I was recently using a public wifi connection in a situation where I trusted neither the network operators nor the other wifi users around me. In order to protect my privacy and the security of my data passed over HTTP, I set up a web proxy using a temporary
Amazon EC2 instance. With an
ssh tunnel from my laptop to
squid running on the the EC2 instance, my HTTP traffic was encrypted over the wifi and local network, then went out as normal from Amazon's networks to the target web servers.
I started by firing up an instance of
ec2gutsy.notlong.com, a base Ubuntu 7.14 Gutsy server install which I previously built, registered, and made public. Feel free to use it yourself, though this basic approach would work with pretty much any AMI as long as you can install squid.
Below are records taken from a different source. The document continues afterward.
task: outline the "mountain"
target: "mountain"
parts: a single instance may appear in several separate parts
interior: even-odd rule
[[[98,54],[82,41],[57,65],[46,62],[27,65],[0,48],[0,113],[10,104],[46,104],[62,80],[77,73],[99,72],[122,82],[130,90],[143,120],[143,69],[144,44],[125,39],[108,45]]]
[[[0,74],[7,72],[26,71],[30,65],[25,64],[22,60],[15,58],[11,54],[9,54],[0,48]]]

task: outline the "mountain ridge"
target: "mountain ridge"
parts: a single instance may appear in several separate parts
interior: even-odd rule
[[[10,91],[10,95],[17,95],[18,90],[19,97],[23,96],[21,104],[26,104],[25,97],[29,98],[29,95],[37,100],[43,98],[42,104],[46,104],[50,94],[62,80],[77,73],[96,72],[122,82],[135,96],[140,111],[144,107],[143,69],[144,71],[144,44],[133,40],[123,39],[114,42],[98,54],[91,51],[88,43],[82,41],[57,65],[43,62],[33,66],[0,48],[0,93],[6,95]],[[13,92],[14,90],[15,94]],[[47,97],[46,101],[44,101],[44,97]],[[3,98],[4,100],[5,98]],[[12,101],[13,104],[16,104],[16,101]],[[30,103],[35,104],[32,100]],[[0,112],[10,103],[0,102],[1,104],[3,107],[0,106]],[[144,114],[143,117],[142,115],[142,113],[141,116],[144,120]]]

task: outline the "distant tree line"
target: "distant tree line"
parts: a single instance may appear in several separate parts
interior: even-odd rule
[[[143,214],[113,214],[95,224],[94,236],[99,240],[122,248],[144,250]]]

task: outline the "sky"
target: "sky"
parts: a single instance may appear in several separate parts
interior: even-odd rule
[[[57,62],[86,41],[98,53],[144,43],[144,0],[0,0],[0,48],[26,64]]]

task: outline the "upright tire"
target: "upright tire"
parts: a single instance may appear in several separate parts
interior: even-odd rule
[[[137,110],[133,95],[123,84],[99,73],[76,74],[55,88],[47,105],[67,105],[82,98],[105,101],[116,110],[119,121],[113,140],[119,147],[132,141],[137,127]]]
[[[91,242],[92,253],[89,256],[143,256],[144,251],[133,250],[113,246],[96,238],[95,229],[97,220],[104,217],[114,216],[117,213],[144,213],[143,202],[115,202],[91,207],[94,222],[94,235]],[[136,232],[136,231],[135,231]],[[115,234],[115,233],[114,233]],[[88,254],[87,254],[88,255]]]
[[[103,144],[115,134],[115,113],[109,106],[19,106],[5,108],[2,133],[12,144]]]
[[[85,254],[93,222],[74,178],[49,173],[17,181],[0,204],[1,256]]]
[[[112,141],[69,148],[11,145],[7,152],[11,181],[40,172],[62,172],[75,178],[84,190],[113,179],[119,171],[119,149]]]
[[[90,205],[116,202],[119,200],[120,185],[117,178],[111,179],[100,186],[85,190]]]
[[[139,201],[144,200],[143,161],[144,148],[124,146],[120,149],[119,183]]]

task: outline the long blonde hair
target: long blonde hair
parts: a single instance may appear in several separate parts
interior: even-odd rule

You'll obviously need to have previously set up an Amazon AWS/EC2 account and have configured and installed some sort of client (command line, web, extension) to start up instances.
ec2-run-instances -k KEYPAIR ami-b111f4d8
ec2-describe-instances INSTANCEID
Install the squid proxy server (default config works just fine) and set up an ssh tunnel from port 3128 on the local computer to the squid port on the EC2 instance.
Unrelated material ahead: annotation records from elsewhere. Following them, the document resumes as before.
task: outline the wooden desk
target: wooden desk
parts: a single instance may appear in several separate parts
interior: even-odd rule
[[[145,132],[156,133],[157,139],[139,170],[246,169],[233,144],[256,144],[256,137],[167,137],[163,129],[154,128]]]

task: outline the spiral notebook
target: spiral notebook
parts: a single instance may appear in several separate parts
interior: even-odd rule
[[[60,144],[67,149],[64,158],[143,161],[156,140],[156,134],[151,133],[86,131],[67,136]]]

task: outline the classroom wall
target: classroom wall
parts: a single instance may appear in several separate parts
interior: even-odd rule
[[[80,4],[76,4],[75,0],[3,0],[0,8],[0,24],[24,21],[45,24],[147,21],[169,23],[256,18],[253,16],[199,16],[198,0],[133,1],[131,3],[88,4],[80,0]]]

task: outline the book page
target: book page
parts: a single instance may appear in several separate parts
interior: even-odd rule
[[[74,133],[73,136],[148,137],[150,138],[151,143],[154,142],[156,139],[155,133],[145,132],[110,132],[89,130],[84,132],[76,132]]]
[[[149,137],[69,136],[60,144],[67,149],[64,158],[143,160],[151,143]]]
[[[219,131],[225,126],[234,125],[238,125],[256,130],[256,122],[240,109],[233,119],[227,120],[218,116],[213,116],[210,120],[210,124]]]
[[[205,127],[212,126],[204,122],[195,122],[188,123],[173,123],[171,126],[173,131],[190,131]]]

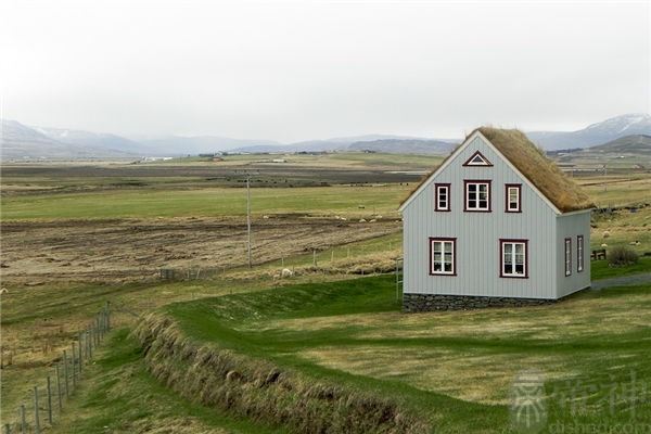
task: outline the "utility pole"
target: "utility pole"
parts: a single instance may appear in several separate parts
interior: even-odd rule
[[[252,267],[251,259],[251,176],[246,176],[246,248],[248,255],[248,268]]]

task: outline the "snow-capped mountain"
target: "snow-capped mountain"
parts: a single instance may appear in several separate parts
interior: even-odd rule
[[[69,158],[115,158],[132,157],[126,151],[104,149],[100,145],[71,143],[56,140],[42,130],[23,125],[16,120],[1,119],[1,159],[69,159]]]
[[[38,132],[56,140],[61,143],[79,144],[90,148],[99,148],[118,153],[139,154],[141,143],[125,139],[116,135],[81,131],[65,128],[31,127]]]
[[[591,148],[625,136],[651,136],[651,115],[626,114],[592,124],[577,131],[532,131],[529,139],[544,149]]]

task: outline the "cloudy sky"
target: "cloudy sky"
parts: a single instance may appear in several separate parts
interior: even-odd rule
[[[3,0],[1,116],[293,142],[649,113],[647,1]]]

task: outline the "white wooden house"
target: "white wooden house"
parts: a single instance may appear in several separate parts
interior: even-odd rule
[[[545,304],[590,286],[590,209],[519,130],[474,130],[403,202],[405,311]]]

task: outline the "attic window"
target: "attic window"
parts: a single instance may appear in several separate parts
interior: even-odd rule
[[[450,184],[437,183],[434,190],[436,191],[434,210],[450,210]]]
[[[486,158],[480,151],[476,151],[470,158],[463,163],[463,166],[493,166],[493,164]]]
[[[506,189],[506,212],[507,213],[520,213],[520,196],[522,195],[522,184],[508,183],[505,186]]]
[[[465,184],[465,212],[490,212],[490,181],[464,180]]]
[[[527,278],[527,240],[499,240],[500,278]]]

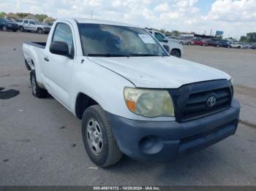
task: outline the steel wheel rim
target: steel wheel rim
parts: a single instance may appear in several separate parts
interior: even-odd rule
[[[32,88],[32,93],[34,95],[37,94],[37,85],[36,85],[36,80],[34,79],[34,77],[32,77],[31,79],[31,88]]]
[[[99,122],[95,119],[91,119],[86,127],[87,142],[90,150],[99,155],[103,147],[102,131]]]
[[[173,53],[173,55],[175,56],[175,57],[179,58],[179,53],[177,52],[174,52]]]

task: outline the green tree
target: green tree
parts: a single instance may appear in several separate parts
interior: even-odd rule
[[[26,16],[28,16],[29,15],[30,15],[30,13],[28,12],[17,12],[16,15],[20,17],[20,18],[24,18]]]
[[[7,14],[4,12],[0,12],[0,17],[4,17]]]

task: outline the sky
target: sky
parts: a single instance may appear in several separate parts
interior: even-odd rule
[[[239,38],[256,32],[256,0],[1,0],[0,12],[110,20]]]

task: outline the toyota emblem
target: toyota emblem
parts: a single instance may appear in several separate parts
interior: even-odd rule
[[[216,104],[216,97],[214,96],[211,96],[207,99],[207,106],[208,107],[212,107]]]

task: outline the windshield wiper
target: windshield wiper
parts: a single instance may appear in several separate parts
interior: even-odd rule
[[[161,56],[154,54],[130,54],[130,56]]]
[[[88,54],[88,56],[99,56],[99,57],[127,57],[129,55],[124,54]]]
ssh -i SSHIDENTITY root@HOSTNAME "apt-get -y install squid"
ssh -i SSHIDENTITY -f -N -L3128:localhost:3128 root@HOSTNAME
Now all that's left is to configure the web browser to use the ssh tunnel to the squid proxy. In Firefox this is under: Edit / Preferences / Advanced / Network / Settings... / [X] Manual proxy configuration
Set the HTTP Proxy to "localhost" port "3128".
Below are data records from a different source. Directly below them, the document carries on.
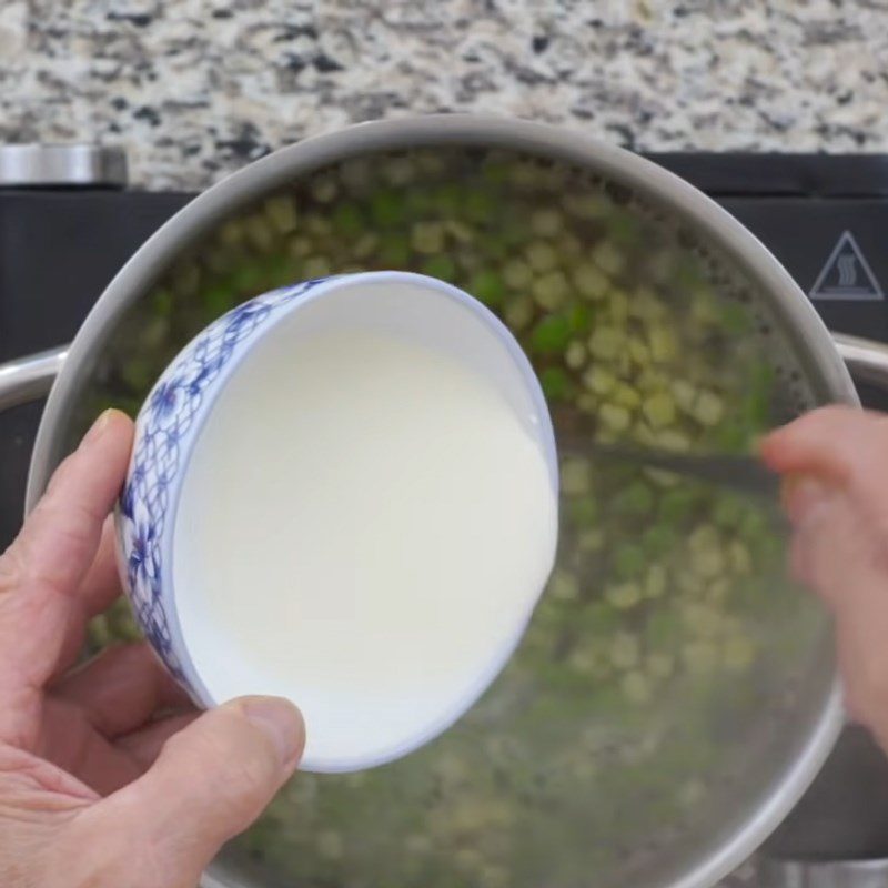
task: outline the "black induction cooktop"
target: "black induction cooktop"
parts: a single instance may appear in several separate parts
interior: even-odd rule
[[[888,155],[650,159],[750,229],[833,331],[888,342]],[[0,363],[70,341],[113,274],[193,196],[131,190],[119,179],[0,188]],[[885,394],[860,391],[869,406],[888,408]],[[41,410],[37,403],[0,415],[0,549],[21,521]],[[888,761],[864,734],[846,731],[771,846],[777,854],[888,857],[886,824]]]

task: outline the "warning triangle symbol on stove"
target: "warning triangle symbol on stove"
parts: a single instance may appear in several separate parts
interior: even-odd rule
[[[811,299],[848,301],[885,299],[872,269],[850,231],[841,233],[808,295]]]

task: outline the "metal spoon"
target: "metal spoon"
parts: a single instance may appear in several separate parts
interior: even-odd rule
[[[569,448],[569,447],[568,447]],[[596,458],[634,463],[676,475],[706,481],[754,496],[774,500],[779,494],[779,476],[754,456],[725,454],[672,453],[634,444],[583,442],[575,448]]]

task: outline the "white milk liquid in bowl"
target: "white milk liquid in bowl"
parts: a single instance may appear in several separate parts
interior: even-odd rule
[[[416,748],[519,640],[557,481],[516,366],[451,297],[345,290],[279,322],[210,413],[176,515],[180,625],[214,700],[300,706],[304,768]]]

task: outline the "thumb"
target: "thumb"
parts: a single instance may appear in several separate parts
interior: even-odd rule
[[[255,820],[293,774],[304,745],[295,706],[241,697],[173,735],[151,769],[95,813],[114,833],[150,844],[152,859],[169,867],[164,885],[194,885],[219,848]]]

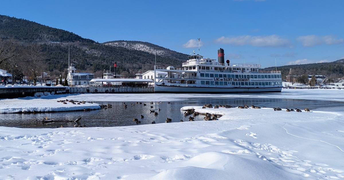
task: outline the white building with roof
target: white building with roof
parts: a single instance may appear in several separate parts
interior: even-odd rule
[[[0,69],[0,82],[4,77],[7,77],[8,78],[12,77],[12,75],[7,73],[7,71]]]
[[[71,63],[68,68],[68,75],[67,77],[68,84],[71,86],[89,84],[89,82],[94,78],[94,75],[87,73],[76,72],[75,64]]]
[[[165,77],[167,75],[167,72],[164,72],[160,71],[155,71],[155,74],[156,75],[154,76],[154,70],[147,71],[142,74],[142,78],[143,79],[150,79],[154,81],[155,79],[155,77]],[[157,79],[156,81],[158,82]]]

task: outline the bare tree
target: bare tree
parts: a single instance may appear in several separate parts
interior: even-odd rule
[[[13,39],[0,38],[0,65],[17,54],[18,42]]]
[[[43,70],[43,53],[40,46],[33,44],[28,46],[25,52],[25,62],[28,72],[36,85],[37,78]]]

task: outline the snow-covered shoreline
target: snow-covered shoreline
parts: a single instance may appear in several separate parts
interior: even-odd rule
[[[50,97],[54,97],[49,96]],[[85,102],[57,102],[59,99],[45,99],[40,98],[6,99],[0,100],[0,114],[43,112],[61,112],[99,109],[99,104]],[[61,99],[62,100],[62,99]],[[69,100],[71,100],[69,99]]]

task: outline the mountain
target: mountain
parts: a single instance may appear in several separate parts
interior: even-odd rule
[[[185,61],[188,56],[163,47],[148,42],[135,41],[114,41],[102,43],[107,45],[120,47],[130,50],[137,50],[166,58],[174,58],[181,62]]]
[[[0,38],[13,39],[25,46],[38,43],[44,53],[46,72],[63,75],[68,66],[68,46],[72,62],[78,71],[101,75],[115,62],[117,72],[133,77],[139,70],[153,69],[155,52],[157,64],[180,67],[188,55],[147,42],[128,41],[99,43],[73,32],[33,21],[0,15]]]
[[[266,67],[263,71],[274,70],[275,67]],[[344,59],[328,63],[314,63],[304,64],[287,65],[278,66],[278,70],[281,71],[282,77],[289,74],[290,68],[293,75],[301,74],[322,75],[329,78],[342,77],[344,75]]]

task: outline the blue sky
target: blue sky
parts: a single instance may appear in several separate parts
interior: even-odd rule
[[[187,2],[186,2],[187,1]],[[344,1],[6,1],[0,14],[99,42],[147,41],[263,67],[344,58]]]

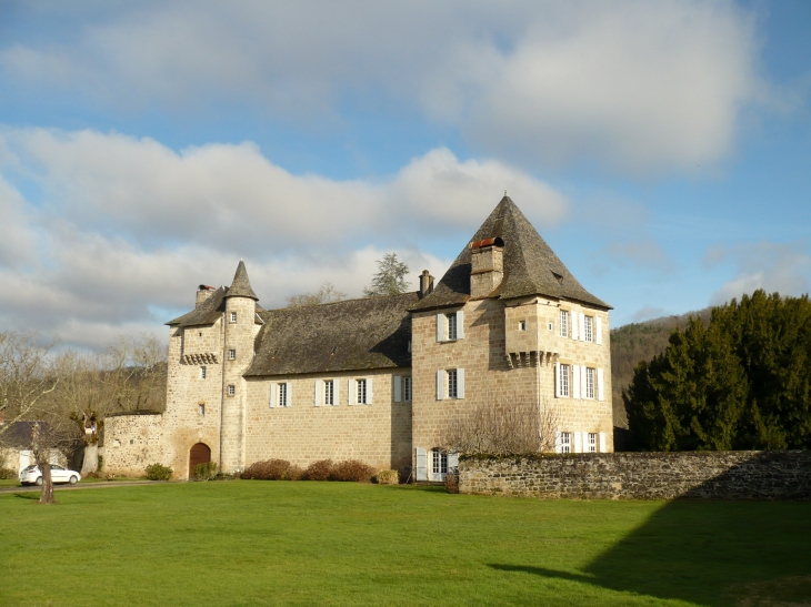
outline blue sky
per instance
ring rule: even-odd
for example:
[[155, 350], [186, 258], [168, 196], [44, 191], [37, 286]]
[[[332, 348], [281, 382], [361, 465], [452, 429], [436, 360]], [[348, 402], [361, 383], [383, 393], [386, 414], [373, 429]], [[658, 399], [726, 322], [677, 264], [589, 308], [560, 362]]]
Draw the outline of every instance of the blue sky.
[[612, 325], [811, 283], [811, 2], [0, 3], [0, 330], [163, 333], [504, 190]]

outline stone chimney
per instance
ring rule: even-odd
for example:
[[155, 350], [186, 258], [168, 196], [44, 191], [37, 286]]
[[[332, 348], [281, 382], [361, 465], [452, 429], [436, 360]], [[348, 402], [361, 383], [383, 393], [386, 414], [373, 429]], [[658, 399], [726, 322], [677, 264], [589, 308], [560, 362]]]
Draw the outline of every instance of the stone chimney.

You can confirm that the network traffic is going through the Amazon EC2 instance by watching the squid log file on that instance while you browse:
tail -f /var/log/squid/access.log
I thought that paying 10 cents an hour (EC2 fee) to protect my privacy and security was a pretty good bargain, but don't forget to terminate the instance when you're done with it and reset your browser proxy settings.